Federal Assembly of Switzerland
- Long title Federal Act on Public Procurement (SR 172.056.1) ;
- Territorial extent: Switzerland
- Enacted by: Federal Assembly of Switzerland
- Enacted: 21 June 2019
- Commenced: 1 January 2021

Repeals
- Public Procurement Act (1994)

= Public Procurement Act (Switzerland) =

Law governing the awarding of public contracts by Swiss federal authorities

The Public Procurement Act (PPA) (Note: Bundesgesetz über das öffentliche Beschaffungswesen, BöB; Loi fédérale sur les marchés publics, LMP; Legge federale sugli appalti pubblici, LAPub) is a Swiss federal law that governs the awarding of public contracts by Swiss federal authorities, representing a total market of 80-100 billion CHF per year. It transposes the WTO's Agreement on Government Procurement (GPA) into Swiss law. It was adopted on 21 June 2019 by the Federal Assembly and came into force on 1 January 2021. It is a complete revision of the previous law of 1994.
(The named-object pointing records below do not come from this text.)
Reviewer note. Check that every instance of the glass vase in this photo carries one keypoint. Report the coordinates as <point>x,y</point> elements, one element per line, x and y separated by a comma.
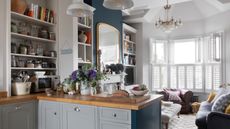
<point>85,88</point>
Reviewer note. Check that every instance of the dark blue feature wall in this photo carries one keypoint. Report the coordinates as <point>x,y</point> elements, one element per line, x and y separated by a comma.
<point>111,17</point>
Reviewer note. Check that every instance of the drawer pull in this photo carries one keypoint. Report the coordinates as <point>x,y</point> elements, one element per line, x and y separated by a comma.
<point>77,109</point>
<point>114,115</point>
<point>18,108</point>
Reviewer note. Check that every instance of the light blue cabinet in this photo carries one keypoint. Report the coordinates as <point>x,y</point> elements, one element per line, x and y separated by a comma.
<point>111,118</point>
<point>78,116</point>
<point>49,115</point>
<point>19,116</point>
<point>0,117</point>
<point>113,125</point>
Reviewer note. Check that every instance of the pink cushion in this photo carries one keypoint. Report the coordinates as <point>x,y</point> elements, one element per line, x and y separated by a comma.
<point>174,95</point>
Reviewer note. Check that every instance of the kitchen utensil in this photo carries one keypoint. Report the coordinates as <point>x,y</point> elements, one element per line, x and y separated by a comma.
<point>21,88</point>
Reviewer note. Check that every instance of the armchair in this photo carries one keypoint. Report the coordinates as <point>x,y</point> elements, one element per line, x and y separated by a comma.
<point>186,99</point>
<point>217,120</point>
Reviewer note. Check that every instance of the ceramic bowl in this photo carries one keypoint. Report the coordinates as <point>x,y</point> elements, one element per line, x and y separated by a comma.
<point>139,93</point>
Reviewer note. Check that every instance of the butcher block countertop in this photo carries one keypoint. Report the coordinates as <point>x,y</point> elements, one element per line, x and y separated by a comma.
<point>84,100</point>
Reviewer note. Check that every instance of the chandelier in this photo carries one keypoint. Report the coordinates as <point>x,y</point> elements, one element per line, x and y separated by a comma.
<point>168,24</point>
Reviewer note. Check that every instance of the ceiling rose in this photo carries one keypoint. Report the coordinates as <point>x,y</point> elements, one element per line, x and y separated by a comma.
<point>118,4</point>
<point>168,24</point>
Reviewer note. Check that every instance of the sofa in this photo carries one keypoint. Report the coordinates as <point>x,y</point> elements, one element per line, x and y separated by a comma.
<point>205,119</point>
<point>185,98</point>
<point>214,112</point>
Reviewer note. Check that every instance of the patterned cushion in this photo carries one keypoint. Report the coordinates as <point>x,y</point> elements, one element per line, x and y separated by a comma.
<point>174,96</point>
<point>221,91</point>
<point>221,103</point>
<point>227,110</point>
<point>211,97</point>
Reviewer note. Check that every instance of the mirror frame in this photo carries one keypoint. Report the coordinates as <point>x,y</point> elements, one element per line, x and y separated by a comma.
<point>97,48</point>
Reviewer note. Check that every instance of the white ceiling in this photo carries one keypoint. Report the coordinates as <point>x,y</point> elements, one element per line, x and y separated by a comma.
<point>187,10</point>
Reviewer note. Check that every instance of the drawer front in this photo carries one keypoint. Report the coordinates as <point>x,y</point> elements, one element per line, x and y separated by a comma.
<point>111,125</point>
<point>81,110</point>
<point>115,115</point>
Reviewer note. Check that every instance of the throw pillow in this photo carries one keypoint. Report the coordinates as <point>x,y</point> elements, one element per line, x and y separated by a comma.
<point>220,92</point>
<point>174,96</point>
<point>227,110</point>
<point>221,103</point>
<point>211,97</point>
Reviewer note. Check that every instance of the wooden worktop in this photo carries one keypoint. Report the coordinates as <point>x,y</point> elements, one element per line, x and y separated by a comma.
<point>84,100</point>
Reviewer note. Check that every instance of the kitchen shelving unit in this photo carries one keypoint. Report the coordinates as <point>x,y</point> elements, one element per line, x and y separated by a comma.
<point>27,39</point>
<point>85,50</point>
<point>129,53</point>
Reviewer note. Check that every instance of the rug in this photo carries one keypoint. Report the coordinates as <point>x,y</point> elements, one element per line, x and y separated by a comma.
<point>184,122</point>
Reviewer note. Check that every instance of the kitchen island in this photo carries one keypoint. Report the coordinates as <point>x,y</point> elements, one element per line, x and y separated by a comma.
<point>81,112</point>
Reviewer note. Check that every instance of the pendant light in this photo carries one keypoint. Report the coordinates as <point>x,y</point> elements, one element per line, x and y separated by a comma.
<point>80,9</point>
<point>118,4</point>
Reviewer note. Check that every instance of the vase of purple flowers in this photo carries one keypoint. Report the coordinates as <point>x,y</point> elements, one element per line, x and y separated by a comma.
<point>88,77</point>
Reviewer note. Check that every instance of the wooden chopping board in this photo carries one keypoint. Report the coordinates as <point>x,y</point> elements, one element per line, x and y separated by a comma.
<point>3,94</point>
<point>130,99</point>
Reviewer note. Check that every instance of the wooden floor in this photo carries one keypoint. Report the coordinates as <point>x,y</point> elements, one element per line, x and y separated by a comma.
<point>184,122</point>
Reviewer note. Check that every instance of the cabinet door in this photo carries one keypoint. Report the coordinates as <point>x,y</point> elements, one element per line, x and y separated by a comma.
<point>49,115</point>
<point>78,116</point>
<point>0,117</point>
<point>19,116</point>
<point>112,125</point>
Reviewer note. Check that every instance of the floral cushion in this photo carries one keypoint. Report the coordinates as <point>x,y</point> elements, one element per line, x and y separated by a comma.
<point>174,95</point>
<point>221,103</point>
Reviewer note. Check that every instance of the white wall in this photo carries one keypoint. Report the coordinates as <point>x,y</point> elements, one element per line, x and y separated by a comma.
<point>188,30</point>
<point>1,43</point>
<point>65,40</point>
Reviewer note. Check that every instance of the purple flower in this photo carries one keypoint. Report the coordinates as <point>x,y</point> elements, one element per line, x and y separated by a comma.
<point>92,74</point>
<point>74,75</point>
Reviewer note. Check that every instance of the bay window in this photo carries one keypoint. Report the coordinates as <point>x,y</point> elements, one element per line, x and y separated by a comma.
<point>193,64</point>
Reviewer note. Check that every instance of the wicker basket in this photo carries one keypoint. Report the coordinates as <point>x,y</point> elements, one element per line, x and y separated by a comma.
<point>18,6</point>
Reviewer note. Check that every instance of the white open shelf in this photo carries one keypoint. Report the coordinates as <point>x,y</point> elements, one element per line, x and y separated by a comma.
<point>127,53</point>
<point>24,68</point>
<point>22,36</point>
<point>18,16</point>
<point>33,56</point>
<point>84,44</point>
<point>126,40</point>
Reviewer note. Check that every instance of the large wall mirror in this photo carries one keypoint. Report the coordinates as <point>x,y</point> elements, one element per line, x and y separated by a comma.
<point>108,45</point>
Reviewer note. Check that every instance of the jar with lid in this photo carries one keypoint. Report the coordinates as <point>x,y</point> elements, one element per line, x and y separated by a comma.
<point>37,64</point>
<point>14,27</point>
<point>30,64</point>
<point>44,34</point>
<point>13,48</point>
<point>31,50</point>
<point>39,50</point>
<point>22,29</point>
<point>23,49</point>
<point>13,61</point>
<point>34,31</point>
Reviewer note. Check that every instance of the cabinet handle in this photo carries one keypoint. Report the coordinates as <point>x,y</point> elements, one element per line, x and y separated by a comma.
<point>77,109</point>
<point>18,108</point>
<point>114,115</point>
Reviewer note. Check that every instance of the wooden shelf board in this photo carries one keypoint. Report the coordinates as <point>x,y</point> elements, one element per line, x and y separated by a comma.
<point>84,44</point>
<point>24,68</point>
<point>127,53</point>
<point>18,16</point>
<point>83,26</point>
<point>126,65</point>
<point>31,38</point>
<point>126,40</point>
<point>33,56</point>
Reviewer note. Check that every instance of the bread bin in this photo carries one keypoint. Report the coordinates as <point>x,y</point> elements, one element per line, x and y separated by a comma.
<point>21,88</point>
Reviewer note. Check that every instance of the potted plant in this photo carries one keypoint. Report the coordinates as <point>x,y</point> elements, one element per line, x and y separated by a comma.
<point>88,77</point>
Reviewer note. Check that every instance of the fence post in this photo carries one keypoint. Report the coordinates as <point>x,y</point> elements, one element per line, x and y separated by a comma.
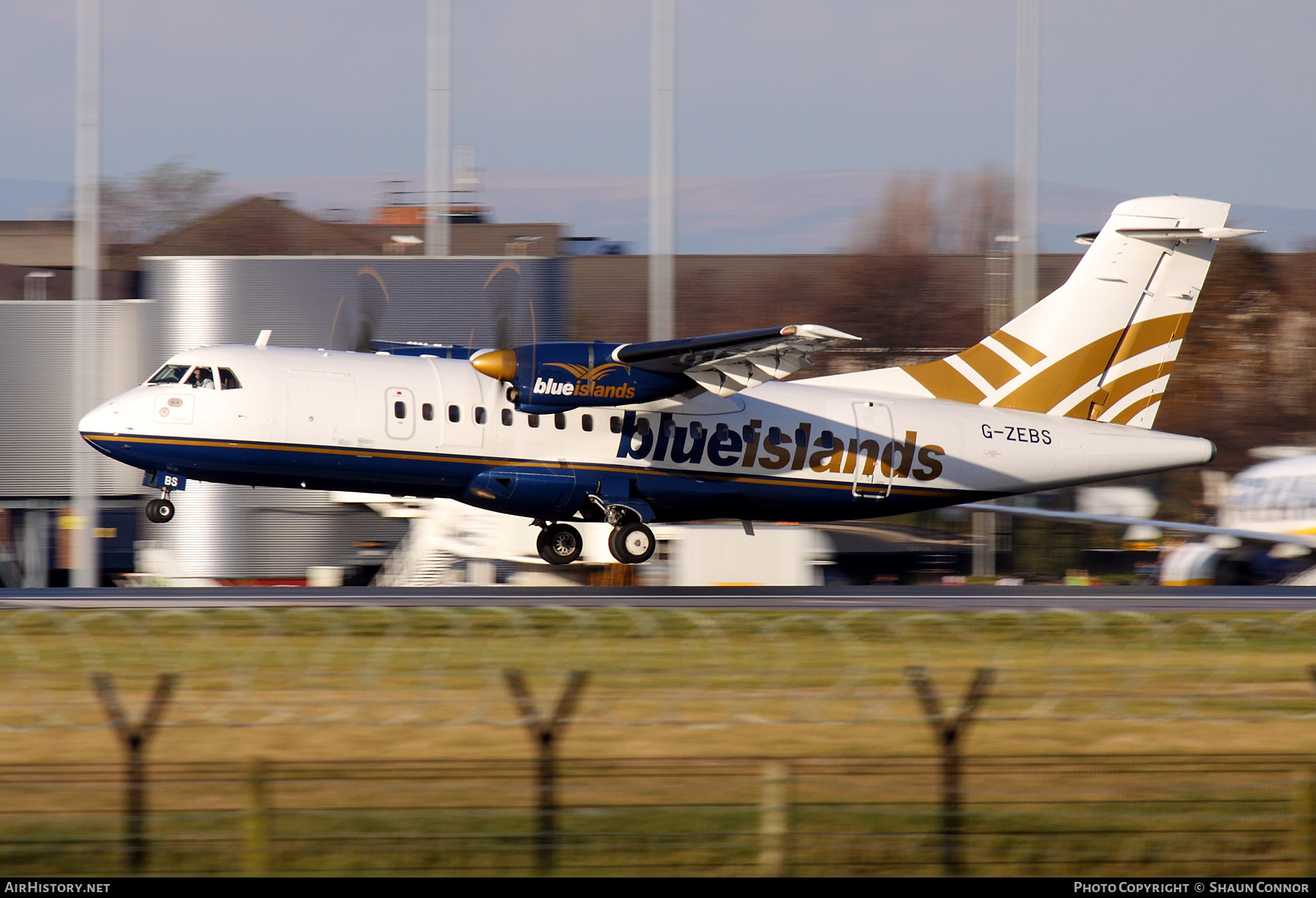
<point>256,823</point>
<point>947,728</point>
<point>544,733</point>
<point>774,822</point>
<point>135,738</point>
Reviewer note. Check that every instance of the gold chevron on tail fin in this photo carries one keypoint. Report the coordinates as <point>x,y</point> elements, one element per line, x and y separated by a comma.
<point>1105,344</point>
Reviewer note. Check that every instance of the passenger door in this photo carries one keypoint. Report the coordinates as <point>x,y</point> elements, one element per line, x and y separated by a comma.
<point>401,414</point>
<point>874,429</point>
<point>322,409</point>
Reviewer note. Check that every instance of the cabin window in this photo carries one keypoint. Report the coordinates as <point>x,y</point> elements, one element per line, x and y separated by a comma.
<point>169,374</point>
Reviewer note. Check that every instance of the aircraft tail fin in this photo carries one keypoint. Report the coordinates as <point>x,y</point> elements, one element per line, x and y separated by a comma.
<point>1103,345</point>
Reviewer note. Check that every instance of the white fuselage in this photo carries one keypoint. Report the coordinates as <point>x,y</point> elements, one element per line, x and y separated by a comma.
<point>434,427</point>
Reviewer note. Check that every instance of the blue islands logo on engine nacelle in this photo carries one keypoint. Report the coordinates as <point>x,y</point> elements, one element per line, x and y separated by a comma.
<point>586,383</point>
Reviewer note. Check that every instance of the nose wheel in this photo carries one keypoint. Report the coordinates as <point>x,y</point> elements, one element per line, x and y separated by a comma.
<point>632,544</point>
<point>559,544</point>
<point>159,511</point>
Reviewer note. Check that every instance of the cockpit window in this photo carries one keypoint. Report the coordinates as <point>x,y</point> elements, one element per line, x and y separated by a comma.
<point>169,374</point>
<point>200,377</point>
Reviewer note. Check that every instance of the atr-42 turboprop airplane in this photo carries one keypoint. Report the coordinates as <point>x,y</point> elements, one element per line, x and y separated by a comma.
<point>686,429</point>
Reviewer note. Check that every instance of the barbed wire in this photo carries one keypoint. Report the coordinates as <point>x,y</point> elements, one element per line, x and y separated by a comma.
<point>437,666</point>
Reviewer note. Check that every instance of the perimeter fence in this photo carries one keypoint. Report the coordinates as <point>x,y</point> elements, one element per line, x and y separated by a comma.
<point>618,705</point>
<point>1039,815</point>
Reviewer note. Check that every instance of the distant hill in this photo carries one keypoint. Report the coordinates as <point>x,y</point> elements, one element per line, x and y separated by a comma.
<point>32,199</point>
<point>790,212</point>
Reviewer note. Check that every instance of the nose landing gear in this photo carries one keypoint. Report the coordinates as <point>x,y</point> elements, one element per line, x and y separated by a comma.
<point>632,544</point>
<point>159,511</point>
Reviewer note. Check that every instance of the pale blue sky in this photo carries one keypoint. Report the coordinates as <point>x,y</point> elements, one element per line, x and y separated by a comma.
<point>1210,98</point>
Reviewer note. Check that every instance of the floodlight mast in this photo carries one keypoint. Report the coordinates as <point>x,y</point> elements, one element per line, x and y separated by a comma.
<point>85,564</point>
<point>439,131</point>
<point>1028,37</point>
<point>662,171</point>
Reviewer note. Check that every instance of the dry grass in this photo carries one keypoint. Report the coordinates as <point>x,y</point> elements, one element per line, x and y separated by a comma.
<point>388,684</point>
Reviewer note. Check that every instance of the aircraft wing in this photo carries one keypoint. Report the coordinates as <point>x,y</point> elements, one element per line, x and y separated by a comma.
<point>728,363</point>
<point>1307,540</point>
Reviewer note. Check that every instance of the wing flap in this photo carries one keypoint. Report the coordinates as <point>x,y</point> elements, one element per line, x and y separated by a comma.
<point>730,363</point>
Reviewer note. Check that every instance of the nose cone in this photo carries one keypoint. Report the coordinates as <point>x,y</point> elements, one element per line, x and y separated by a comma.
<point>98,420</point>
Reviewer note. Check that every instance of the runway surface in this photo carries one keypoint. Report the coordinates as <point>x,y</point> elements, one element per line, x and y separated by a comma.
<point>923,598</point>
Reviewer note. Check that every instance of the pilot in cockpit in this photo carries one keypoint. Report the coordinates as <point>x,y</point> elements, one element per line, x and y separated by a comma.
<point>200,377</point>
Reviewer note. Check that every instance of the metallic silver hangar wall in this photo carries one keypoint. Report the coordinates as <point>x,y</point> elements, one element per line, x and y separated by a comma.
<point>325,302</point>
<point>39,424</point>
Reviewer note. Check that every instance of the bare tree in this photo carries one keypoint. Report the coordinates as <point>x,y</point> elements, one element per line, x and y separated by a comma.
<point>908,222</point>
<point>166,197</point>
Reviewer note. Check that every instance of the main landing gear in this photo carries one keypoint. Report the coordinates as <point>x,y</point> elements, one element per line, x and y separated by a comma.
<point>559,544</point>
<point>159,511</point>
<point>629,543</point>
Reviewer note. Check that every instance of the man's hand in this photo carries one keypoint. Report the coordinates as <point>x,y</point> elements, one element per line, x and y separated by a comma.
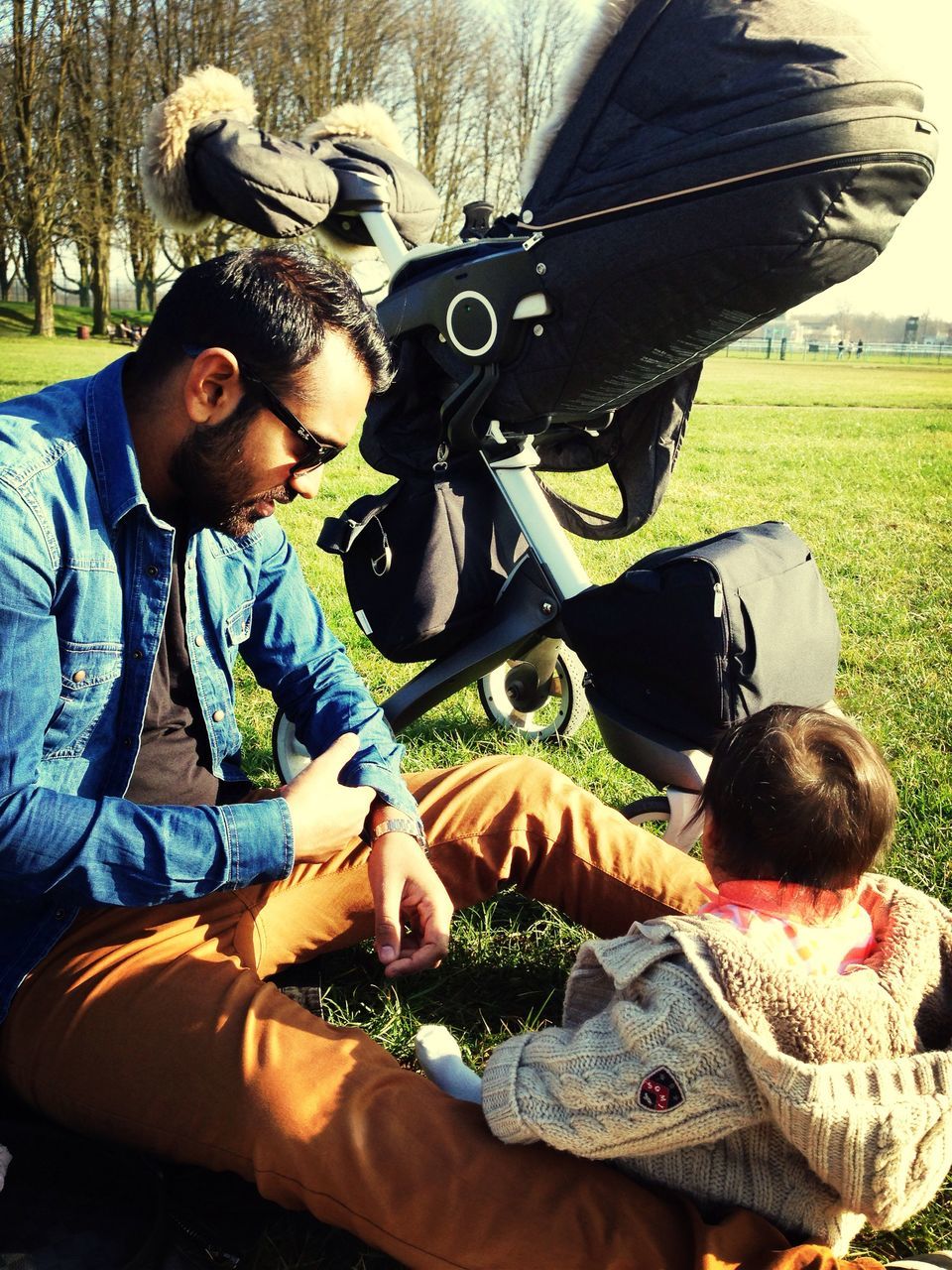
<point>408,893</point>
<point>324,813</point>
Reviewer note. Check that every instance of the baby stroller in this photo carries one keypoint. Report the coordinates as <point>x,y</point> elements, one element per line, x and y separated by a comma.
<point>711,164</point>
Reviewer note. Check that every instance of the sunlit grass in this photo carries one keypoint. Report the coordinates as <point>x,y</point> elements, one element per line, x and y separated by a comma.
<point>858,460</point>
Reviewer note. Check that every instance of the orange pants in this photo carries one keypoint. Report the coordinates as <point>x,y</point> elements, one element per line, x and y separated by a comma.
<point>157,1028</point>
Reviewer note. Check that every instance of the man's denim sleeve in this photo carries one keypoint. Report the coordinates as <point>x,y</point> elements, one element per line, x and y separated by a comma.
<point>60,828</point>
<point>294,653</point>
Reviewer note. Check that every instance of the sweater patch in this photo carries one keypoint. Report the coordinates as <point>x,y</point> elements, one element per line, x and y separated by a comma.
<point>660,1091</point>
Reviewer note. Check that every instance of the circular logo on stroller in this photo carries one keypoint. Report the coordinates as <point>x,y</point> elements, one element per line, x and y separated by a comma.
<point>471,322</point>
<point>660,1091</point>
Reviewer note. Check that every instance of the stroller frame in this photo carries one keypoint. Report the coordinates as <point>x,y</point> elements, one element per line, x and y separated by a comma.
<point>524,627</point>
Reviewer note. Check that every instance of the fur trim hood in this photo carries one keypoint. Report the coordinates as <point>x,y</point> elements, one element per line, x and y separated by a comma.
<point>206,94</point>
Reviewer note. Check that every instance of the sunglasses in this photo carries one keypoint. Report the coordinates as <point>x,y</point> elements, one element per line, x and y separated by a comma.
<point>316,452</point>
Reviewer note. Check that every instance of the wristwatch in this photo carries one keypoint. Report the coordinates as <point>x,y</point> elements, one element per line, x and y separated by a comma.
<point>402,825</point>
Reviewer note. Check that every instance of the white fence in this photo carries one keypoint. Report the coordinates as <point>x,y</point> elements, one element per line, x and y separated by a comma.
<point>821,350</point>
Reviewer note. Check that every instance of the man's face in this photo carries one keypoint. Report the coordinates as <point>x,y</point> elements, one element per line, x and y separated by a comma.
<point>234,474</point>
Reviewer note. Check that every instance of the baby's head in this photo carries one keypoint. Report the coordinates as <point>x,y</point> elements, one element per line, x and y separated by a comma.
<point>797,795</point>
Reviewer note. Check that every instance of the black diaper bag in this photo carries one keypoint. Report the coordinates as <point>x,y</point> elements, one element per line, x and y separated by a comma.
<point>425,561</point>
<point>689,639</point>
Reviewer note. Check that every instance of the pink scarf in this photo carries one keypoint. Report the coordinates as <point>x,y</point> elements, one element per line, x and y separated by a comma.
<point>825,933</point>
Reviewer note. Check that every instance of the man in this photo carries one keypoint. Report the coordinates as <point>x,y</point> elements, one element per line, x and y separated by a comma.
<point>149,890</point>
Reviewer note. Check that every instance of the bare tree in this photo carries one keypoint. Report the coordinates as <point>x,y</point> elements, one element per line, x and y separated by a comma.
<point>41,37</point>
<point>311,55</point>
<point>105,99</point>
<point>539,37</point>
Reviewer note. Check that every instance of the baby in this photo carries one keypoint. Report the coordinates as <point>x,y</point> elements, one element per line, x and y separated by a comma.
<point>787,1047</point>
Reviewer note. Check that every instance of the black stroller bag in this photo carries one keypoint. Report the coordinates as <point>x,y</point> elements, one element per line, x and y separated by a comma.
<point>690,639</point>
<point>425,561</point>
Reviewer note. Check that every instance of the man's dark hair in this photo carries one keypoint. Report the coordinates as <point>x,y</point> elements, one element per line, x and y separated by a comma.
<point>271,308</point>
<point>798,795</point>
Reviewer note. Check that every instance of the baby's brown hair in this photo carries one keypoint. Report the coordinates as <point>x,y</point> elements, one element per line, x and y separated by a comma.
<point>798,795</point>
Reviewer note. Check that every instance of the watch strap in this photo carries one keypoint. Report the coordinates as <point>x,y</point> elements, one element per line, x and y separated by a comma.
<point>400,825</point>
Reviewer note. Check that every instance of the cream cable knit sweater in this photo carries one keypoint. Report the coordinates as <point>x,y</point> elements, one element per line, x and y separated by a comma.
<point>690,1062</point>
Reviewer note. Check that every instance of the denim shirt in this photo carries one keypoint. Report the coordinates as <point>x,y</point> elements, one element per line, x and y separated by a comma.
<point>84,581</point>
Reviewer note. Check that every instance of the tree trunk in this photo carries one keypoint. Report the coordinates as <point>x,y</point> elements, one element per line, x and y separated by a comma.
<point>44,318</point>
<point>100,248</point>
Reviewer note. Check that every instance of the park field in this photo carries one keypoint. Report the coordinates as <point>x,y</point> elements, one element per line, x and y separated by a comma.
<point>858,458</point>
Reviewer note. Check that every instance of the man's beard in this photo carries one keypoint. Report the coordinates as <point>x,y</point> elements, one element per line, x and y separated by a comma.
<point>211,471</point>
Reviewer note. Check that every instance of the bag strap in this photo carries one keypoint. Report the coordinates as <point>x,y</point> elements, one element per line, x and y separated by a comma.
<point>339,532</point>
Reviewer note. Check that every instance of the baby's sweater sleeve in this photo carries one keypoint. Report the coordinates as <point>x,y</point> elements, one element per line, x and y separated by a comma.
<point>654,1070</point>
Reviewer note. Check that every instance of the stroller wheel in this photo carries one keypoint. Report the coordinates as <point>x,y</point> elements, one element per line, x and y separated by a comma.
<point>552,711</point>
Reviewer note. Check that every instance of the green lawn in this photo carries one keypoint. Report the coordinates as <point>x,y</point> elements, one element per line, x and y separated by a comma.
<point>858,460</point>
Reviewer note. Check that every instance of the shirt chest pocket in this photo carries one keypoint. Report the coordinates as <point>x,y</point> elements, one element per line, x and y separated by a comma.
<point>89,677</point>
<point>238,627</point>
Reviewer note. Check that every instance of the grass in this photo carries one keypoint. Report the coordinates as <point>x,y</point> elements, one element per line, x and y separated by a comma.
<point>858,460</point>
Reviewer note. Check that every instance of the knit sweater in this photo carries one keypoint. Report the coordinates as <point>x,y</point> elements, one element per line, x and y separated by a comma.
<point>694,1062</point>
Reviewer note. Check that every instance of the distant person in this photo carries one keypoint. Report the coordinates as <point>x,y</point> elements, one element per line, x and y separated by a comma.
<point>150,890</point>
<point>787,1047</point>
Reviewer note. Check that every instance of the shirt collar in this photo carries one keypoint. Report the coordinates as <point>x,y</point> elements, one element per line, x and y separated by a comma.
<point>113,454</point>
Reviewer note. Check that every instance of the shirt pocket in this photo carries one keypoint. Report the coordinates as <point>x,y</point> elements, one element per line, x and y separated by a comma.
<point>238,627</point>
<point>89,676</point>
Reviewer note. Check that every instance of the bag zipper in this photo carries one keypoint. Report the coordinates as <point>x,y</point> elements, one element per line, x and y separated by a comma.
<point>826,163</point>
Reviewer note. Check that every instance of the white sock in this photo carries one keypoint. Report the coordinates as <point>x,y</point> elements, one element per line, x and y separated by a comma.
<point>440,1058</point>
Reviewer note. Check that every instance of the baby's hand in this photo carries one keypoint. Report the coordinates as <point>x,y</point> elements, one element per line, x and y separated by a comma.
<point>440,1058</point>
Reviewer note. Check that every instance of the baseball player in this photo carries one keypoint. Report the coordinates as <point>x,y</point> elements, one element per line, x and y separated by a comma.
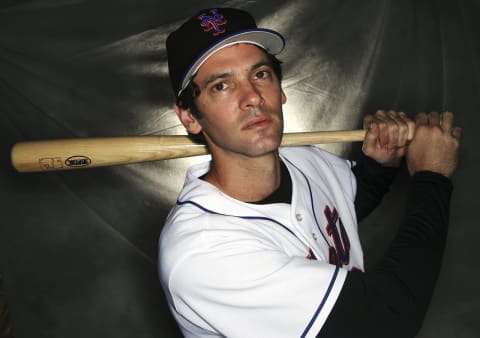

This act does not apply to cantonal authorities, which have their own regulation on the topic. However, the 2019 revision was also accompanied by a total revision of Intercantonal Agreement on Public Procurement, (Note: Interkantonale Vereinbarung über das öffentliche Beschaffungswesen, IVöB; Accord intercantonal sur les marchés publics, AIMP) which provides a common framework for the Public Procurement at the cantonal level. Together, these changes brought substantial harmonization of federal and cantonal law.

The PPA is implemented by the Public Procurement Ordinance (PPO) (Note: Verordnung über das öffentliche Beschaffungswesen, VöB; Ordonnance sur les marchés publics, OMP; Ordinanza sugli appalti pubblici, OAPub) of 2020, which came into effect at the same time as the law.